Quality information is a baseline necessity for an LLM to consume, but all that grows from that baseline - summaries, comparisons, compilations, syntheses - can be so quickly and thoroughly accomplished by an LLM that it’s hardly useful anymore. Developers of a public API need to produce accurate documentation, but now an LLM can generate the examples on-the-fly. Theatre events need to be published, but it’s not useful for a human to compile date night ideas.
For my own website, the most valuable content is that which offers a definition or sample of an idea. What I personally benefit from is not those building blocks but the ways that insights spark from synthesis. Ironically, that makes my site’s content mostly useful as a bare repository, with tools on top that bring out its value. I wonder if there’s a way to go backwards; to figure out what building blocks are missing from a more robust final result?

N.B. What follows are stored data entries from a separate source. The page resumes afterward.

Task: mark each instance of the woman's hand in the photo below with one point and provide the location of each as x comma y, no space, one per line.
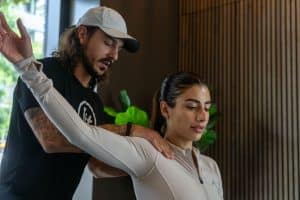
13,47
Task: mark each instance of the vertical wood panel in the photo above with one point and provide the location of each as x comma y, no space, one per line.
248,51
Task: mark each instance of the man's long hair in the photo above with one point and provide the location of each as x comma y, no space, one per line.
70,52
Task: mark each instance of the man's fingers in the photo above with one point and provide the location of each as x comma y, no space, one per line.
23,31
167,151
3,23
157,145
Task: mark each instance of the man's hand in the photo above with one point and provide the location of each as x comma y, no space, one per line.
13,47
154,138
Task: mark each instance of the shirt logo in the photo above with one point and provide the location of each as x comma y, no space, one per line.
86,113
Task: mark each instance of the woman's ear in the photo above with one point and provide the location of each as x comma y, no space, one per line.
164,109
82,34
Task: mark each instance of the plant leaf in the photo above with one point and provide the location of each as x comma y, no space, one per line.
110,111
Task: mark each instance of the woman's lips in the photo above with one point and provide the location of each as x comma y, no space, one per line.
198,129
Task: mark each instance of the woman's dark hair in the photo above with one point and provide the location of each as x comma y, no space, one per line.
70,51
172,86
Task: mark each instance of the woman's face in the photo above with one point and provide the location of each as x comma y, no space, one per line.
187,120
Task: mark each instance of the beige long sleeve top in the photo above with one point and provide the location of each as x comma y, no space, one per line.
154,176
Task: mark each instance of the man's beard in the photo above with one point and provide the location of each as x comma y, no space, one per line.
89,67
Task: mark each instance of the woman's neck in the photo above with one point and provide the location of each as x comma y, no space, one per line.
180,142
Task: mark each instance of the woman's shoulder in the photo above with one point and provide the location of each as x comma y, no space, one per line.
207,161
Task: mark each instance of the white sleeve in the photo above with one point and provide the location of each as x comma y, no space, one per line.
136,156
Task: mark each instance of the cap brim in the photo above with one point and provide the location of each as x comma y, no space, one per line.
130,43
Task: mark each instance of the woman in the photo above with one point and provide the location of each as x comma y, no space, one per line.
183,103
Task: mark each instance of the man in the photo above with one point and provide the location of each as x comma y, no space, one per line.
38,162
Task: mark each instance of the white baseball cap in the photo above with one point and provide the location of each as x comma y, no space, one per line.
110,22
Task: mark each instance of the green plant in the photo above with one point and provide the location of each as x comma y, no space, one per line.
209,135
135,115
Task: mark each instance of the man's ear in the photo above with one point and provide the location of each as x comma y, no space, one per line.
164,109
82,34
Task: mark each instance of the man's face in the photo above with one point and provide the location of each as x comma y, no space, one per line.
100,51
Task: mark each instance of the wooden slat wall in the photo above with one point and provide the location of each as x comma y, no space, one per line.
249,51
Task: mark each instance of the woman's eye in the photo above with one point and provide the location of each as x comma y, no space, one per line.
190,107
206,108
108,43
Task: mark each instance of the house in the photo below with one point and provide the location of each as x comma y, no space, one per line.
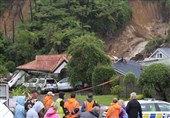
158,54
123,67
46,63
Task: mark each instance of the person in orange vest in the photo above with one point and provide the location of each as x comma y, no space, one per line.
114,110
89,103
48,100
71,106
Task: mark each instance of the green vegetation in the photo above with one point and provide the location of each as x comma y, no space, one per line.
53,24
87,52
100,75
158,80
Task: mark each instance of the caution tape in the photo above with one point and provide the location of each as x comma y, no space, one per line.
95,86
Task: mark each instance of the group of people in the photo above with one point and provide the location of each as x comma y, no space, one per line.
48,108
70,108
118,109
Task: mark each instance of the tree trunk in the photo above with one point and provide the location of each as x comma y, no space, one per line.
31,10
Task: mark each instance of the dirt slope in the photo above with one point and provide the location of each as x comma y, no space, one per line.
146,24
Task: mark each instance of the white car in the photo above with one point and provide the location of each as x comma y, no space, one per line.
64,84
5,112
152,108
42,84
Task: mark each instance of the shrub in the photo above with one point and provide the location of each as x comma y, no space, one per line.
102,74
115,90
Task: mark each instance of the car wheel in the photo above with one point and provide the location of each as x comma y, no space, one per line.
78,87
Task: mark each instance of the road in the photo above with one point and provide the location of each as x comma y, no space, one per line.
103,108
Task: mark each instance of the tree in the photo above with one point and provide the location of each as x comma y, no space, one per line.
3,71
86,53
102,74
156,76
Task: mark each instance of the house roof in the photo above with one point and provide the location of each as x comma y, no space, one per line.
165,51
124,67
46,63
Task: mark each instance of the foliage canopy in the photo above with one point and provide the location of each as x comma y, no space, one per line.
156,76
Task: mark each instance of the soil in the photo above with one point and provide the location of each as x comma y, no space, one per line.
146,24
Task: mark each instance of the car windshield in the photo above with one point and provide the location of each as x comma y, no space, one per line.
148,107
33,80
64,80
50,81
164,106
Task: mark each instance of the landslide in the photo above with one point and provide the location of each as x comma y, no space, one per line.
147,23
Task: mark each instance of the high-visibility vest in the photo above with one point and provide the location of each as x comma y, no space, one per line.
89,105
70,108
60,111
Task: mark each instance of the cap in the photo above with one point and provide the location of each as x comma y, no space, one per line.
50,93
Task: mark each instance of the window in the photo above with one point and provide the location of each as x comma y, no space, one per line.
164,106
159,55
148,107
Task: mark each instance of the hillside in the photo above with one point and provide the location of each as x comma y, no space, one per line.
147,23
55,23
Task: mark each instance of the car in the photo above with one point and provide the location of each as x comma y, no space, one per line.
5,112
64,84
152,108
42,84
157,108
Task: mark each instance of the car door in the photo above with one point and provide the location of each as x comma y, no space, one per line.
149,110
5,112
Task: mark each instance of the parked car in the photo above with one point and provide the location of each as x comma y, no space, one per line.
5,112
42,84
152,109
64,84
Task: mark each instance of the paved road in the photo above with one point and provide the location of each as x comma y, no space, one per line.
103,108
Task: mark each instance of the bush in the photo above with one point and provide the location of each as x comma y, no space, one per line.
115,90
140,97
102,74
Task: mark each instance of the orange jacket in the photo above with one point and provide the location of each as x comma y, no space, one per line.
113,111
71,104
48,100
88,105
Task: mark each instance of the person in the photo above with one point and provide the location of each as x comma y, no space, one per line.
19,109
89,103
31,101
94,113
71,106
133,107
123,113
60,104
114,110
48,100
36,110
51,113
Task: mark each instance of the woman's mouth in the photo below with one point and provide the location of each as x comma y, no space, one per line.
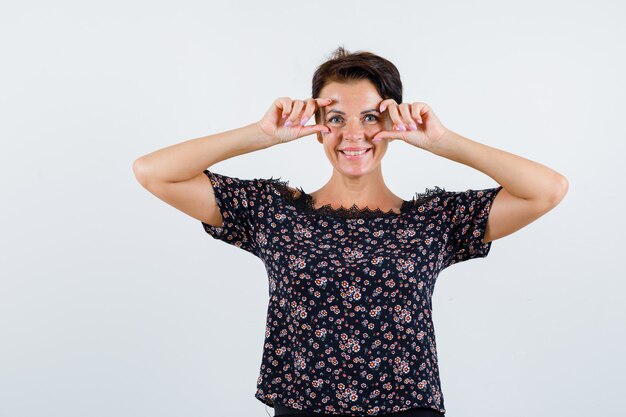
354,155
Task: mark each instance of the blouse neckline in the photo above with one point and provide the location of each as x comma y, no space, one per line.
304,201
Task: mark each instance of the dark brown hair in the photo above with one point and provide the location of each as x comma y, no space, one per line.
345,66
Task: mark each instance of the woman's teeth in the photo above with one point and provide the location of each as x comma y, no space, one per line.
355,153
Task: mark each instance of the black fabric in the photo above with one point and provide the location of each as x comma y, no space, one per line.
349,325
284,411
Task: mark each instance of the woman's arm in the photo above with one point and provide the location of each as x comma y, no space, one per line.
186,160
529,189
175,174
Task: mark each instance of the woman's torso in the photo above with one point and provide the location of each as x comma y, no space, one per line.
282,410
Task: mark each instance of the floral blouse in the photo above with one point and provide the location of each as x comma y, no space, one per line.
349,324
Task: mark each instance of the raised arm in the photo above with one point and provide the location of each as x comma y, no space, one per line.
175,174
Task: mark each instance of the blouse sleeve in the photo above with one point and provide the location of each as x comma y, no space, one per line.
238,201
468,212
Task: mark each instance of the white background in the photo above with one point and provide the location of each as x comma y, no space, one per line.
113,303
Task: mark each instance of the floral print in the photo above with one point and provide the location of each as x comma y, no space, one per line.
349,327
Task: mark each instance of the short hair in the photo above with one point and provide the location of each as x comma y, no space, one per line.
345,66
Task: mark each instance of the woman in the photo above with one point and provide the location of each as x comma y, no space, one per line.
351,266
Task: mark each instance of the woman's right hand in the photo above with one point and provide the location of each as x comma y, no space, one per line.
286,119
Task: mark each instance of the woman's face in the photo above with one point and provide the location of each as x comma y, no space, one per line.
353,120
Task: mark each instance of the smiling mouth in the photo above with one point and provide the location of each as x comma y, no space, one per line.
355,155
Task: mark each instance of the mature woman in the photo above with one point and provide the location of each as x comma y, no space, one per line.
351,266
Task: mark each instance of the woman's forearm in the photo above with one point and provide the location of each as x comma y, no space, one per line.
182,161
519,176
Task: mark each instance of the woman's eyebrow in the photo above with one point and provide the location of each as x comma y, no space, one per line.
363,112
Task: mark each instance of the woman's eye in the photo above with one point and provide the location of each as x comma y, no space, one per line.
373,118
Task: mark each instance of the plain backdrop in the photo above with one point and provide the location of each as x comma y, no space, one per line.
113,303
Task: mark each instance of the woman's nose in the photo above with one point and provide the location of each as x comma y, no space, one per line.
353,130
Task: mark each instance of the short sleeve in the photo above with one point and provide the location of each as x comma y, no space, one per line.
238,201
467,213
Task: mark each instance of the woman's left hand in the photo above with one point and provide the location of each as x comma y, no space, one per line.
414,123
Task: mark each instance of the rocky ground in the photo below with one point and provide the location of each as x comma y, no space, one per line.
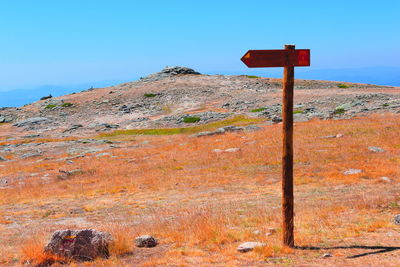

Graham is loving school. So much he can’t sleep at night because he’s so excited to be at school again the next day. He’s making new friends, is over-the-moon about his new writing journal, and has begun violin lessons.
Royal’s confidence at school has been growing. Like Graham before him, his 5 1/2 year old year switched something in his brain. Whereas last year he didn’t care to do lessons, now he’s excited about progressing through the red boxes so he can start on the yellow. He’s also making new friends and getting into less trouble.
Graham caught an enormous rainbow trout fishing off the bridge at Paktola reservoir yesterday morning. It was beyond his fishing pole’s ability to reel in, but we drew the fish over to the bank and I was able to get it into our bucket from there. Graham and Royal are both definitively catch-and-release, so we returned it right after the photo.